Many EDW implementations are not mission critical today (as compared to enterprise applications). As more data becomes available through social media or Internet of Things (IOT) applications, businesses need access to much larger volumes of data and they will want access to it earlier in the data pipeline. Traditional DWs contain aggregations and are used for doing trend analysis, analyzing data over a period of time to make strategic, rather than tactical decisions. They are not architected to handle this new influx of raw data in a cost-effective manner. By starting your cloud journey with the EDW, you reduce risk (by going to a more flexible architecture) while getting your team early exposure to working with cloud services.
When moving to the cloud, you want to show incremental success and don’t want to add a lot of unnecessary risks. It’s simple to keep running your existing EDW in parallel with your new cloud DW, giving you a built-in fall-back plan for the early stages. Or you may decide to start with a small data mart as a pilot project.

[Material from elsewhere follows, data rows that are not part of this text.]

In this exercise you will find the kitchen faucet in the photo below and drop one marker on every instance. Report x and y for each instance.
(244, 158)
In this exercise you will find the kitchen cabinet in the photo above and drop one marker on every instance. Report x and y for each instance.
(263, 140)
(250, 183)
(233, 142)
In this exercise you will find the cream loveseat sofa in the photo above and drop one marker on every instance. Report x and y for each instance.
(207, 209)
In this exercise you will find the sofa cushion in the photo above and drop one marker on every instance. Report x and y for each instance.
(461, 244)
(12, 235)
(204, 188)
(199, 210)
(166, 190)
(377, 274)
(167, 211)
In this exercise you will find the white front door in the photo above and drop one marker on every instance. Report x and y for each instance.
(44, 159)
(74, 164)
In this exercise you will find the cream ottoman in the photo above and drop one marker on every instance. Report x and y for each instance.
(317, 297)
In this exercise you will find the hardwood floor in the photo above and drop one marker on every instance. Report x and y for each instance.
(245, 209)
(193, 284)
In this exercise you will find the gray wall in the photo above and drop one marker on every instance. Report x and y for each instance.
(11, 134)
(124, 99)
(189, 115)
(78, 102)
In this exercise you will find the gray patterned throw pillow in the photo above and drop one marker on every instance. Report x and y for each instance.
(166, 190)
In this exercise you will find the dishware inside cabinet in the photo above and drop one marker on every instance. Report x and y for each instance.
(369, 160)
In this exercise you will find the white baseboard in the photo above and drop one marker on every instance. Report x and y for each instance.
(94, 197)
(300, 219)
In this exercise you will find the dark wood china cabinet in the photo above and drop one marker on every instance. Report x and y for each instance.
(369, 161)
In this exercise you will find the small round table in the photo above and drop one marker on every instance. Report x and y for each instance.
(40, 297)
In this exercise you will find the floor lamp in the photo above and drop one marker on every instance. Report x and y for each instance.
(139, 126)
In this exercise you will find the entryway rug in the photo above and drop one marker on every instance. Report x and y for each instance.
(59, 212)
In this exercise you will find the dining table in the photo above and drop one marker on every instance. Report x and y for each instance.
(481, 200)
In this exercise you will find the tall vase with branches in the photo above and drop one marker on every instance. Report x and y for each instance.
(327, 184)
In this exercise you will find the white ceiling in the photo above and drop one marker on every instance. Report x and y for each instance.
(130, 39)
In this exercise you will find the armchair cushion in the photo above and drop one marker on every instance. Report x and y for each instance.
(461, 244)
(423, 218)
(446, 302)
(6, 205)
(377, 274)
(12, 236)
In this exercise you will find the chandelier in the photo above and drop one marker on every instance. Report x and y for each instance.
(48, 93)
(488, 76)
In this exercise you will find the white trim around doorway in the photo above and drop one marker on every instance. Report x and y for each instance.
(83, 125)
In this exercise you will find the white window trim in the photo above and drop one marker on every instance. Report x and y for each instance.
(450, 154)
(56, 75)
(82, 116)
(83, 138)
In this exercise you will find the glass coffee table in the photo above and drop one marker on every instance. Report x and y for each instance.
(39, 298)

Some of our customers spent a lot years ago on a data warehouse appliance that is now outdated technologically. And the renewal costs to keep that tech going are coming due. If they re-invest another huge sum of money, this will delay them getting to the cloud by another 4-5 years, putting them behind their competition. Rather than outlaying a large capital expenditure to extend the life of the older technology, it may make better sense to move to the cloud. The cloud offers a utility-based model, allowing you to pay for what you use and when you use it, as opposed to what you think you are going to need 2-3 years in the future. As a result, not only is the cost of entry lower, but you are not risking a huge sum of money to make the move.
Will you ever have fewer data to worry about in your business? If you plan on being successful, I don’t think so. Many organizations are looking at new and different ways to manage and analyze ever-increasing volumes of data coming in various formats from multiple sources (such as semi-structured weblogs). Your current on-premises EDW was not designed for this kind of workload or data. If you are considering changing infrastructure platforms to accommodate it, why not select tools that were built for today’s modern data challenges instead of legacy-based architectures? Moving to the cloud also gives you the opportunity to consolidate operations and streamline business processes.
There are some new analytic paradigms happening in the cloud (such as machine learning). Cloud-based platforms allow you to work with both detailed and aggregated data at scales never imaged. Need to run a complex analytic job with a 256-node Massively Parallel Processing (MPP) cluster for an hour, and then shut it down? No problem. Can your platform support a thousand users without concurrency issues? How would that change your business if it could dynamically adjust to handle those new demands?